Best British Independent Film Nominee: Macbeth

Saturday, November 28, 2015

DAMON WISE SEES THE DARK ROOTS OF JUSTIN KURZEL’S MACBETH IN HIS DEBUT SNOWTOWN

Justin Kurzel made his debut feature in 2011 with Snowtown, the grim study of convicted serial killer John Bunting, who killed 11 men and women in a South Australian smalltown between 1992 and 1999. At first sight, there is nothing to suggest its director would go on to direct an adaptation of Macbeth, William Shakespeare’s famous tragedy, but when his visceral, atmospheric retelling was unveiled at Cannes this year, it was clear the two movies came from the same mind: where Snowtown told of evil in the most ordinary of settings, Macbeth sought to humanise the most ruthless couple in all of literature.

The project came to Kurzel via Iain Canning and Emile Sherman’s See-Saw Films after another project stalled. ‘I was a theatre designer, so I’d designed it before,’ he recalls. ‘I knew it well and I loved it, but I never in a million years would have thought that I’d be doing it as a film. It was really when Iain and Emile mentioned Michael Fassbender that I started to define what this film could be. There’s a wonderful internal light in Michael – I instantly saw a Macbeth that was more grounded and fragile than maybe I’d seen in the past. And as I began working on it, I realised there were themes that started bringing me back to Snowtown – about man’s warp towards evil, the idea of never being able to find the light to return, the dismantling of people’s families and lives. So it was pretty organic.’

Kurzel describes the original screenplay as ‘hinting at being a western’, but he soon became fascinated by the warrior aspect of Macbeth. ‘So I started researching the eleventh century,’ he says, ‘which would have been the real Macbeth’s time, and the further I started researching, the more I discovered how brutal the period was. Kings were killed, people went off to war in hand-to-hand combat for two, three years and didn’t see their families. I also read some pieces about post-traumatic stress and how it defined many of the warriors of the age.’

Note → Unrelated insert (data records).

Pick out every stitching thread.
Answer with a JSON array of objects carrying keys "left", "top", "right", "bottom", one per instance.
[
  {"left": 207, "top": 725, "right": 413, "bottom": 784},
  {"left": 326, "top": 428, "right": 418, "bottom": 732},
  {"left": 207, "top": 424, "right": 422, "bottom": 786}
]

With an idea of Macbeth in place, Kurzel began work on his wife, to be played by Marion Cotillard, whom we see at the beginning at the film mourning their dead son. ‘We wanted to set these two characters up in a place of fragility,’ Kurzel explains. ‘We were interested in the idea of them losing a child. It’s suggested in the play – “I have given suck,” she says – and we were really interested in starting in a place where these two were desperately trying to cling on to something, and not let this world of battle and grief pull them under.”

For the film’s star, Kurzel’s vision was essential to the piece. ‘Traditionally when you deal with the character of Lady Macbeth,’ says Fassbender, ‘the view is of an ambitious woman. But the approach we took was that she’s a woman who’s suffering loss. The loss of at least one child, the loss of a husband – she never sees him, he’s always out on battle campaigns. So when she comes up with the plot to kill Duncan and take the crown, she’d doing that to forge their relationship again, she’s trying to reconnect with him. And with Macbeth, we’re dealing with a man who’s suffering very severely from post-traumatic stress disorder. I’d never thought of that before, and it was a huge help for me. It unlocked a lot.’